Malgré tous les résultats positifs chez les rongeurs, les effets neuroprotecteurs de la CR ne sont pas très clairs chez les primates non humains, tandis que de grandes études humaines font défaut [385]. Néanmoins, un petit essai contrôlé randomisé avec des humains n'a entraîné aucune amélioration significative de la fonction cognitive [386]. Une autre étude clinique sur des personnes âgées a montré une amélioration des scores de mémoire après 3 mois de RC [387]. Une mémoire améliorée, ainsi qu'une connectivité fonctionnelle plus élevée dans l'hippocampe, ont été signalées chez des femmes obèses ayant suivi un régime CR de 3- mois [388]. Des études humaines plus approfondies avec CR sont nécessaires pour comprendre l'étendue des effets neuroprotecteurs.

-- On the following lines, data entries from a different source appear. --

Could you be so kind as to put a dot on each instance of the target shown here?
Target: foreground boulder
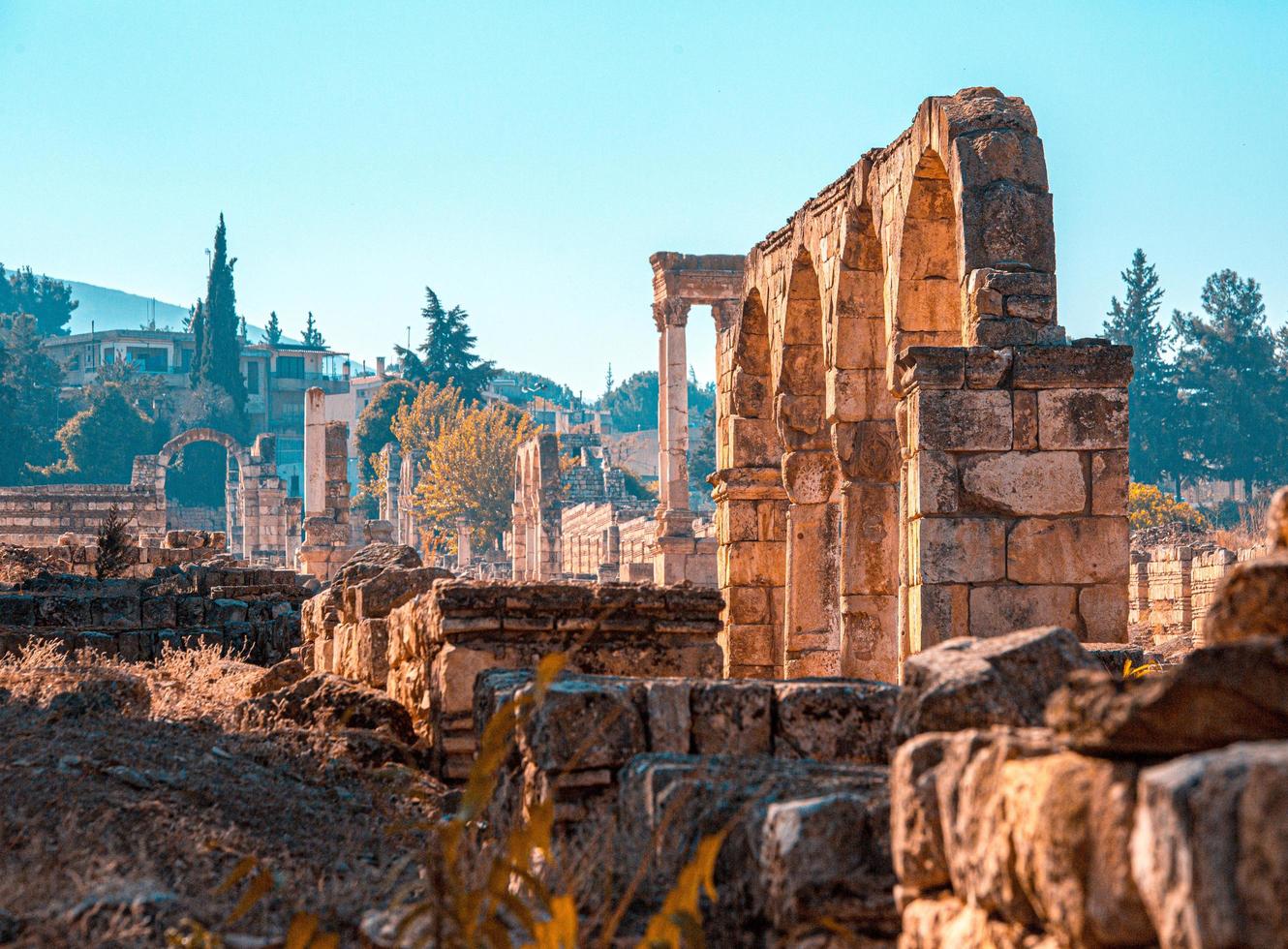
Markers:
(1210, 850)
(1217, 695)
(975, 683)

Fait intéressant, il a récemment été démontré que la vaccination par le BCG réduisait le risque de maladies d'Alzheimer et de Parkinson chez les patients atteints d'un cancer de la vessie traités par immunothérapie au BCG, par rapport aux patients non traités [389, 390]. Dans le traitement du cancer de la vessie, le BCG est appliqué directement dans la vessie, plutôt que par la voie d'administration intradermique habituelle. De futurs projets de recherche passionnants consisteraient à évaluer les effets du BCG intradermique sur les maladies neurodégénératives et à étudier les mécanismes sous-jacents pour déterminer si l'immunité entraînée joue un rôle dans les effets neuroprotecteurs. Actuellement, un essai clinique est en cours utilisant des injections intradermiques de BCG chez des patients atteints de la maladie d'Alzheimer tardive (NCT04449926).
Remarques finales
Le vieillissement biologique est un processus complexe impliquant tous les systèmes de l'organisme. Le système immunitaire est au centre même de celui-ci, interagissant avec tous les autres. Le vieillissement du système immunitaire est responsable de la forte sensibilité des personnes âgées aux infections et aux maladies métaboliques et neurodégénératives liées à l'âge, entre autres. Par conséquent, l'amélioration des réponses immunologiques innées et adaptatives est extrêmement importante pour réduire la morbidité et la mortalité liées aux infections et améliorer la réactivité au vaccin chez les personnes âgées. Ici, nous avons également présenté un grand nombre de recherches suggérant de nouveaux rôles de la mémoire immunitaire dans la régulation métabolique et le maintien d'un système nerveux central sain. Aborder le vieillissement sous tous les angles, avec l'immunité comme nœud central, et concevoir des interventions anti-âge ciblant les mécanismes communs omniprésents affectés par le vieillissement est une manière sensée de poursuivre la recherche. Des interventions comportementales telles que la restriction calorique et l'exercice physique ainsi que des agents pharmacologiques tels que la metformine et le resvératrol sont capables de réguler de nombreuses facettes du vieillissement et ont donné des résultats prometteurs dans des modèles animaux et humains. Une stratégie globale est essentielle pour les êtres humains qui s'efforcent de mener une longue vie avec des intestins sains, des cerveaux fonctionnels et exempts d'infections graves.
Déclarations
Conflit d'intérêts Les auteurs ne déclarent aucun conflit d'intérêts.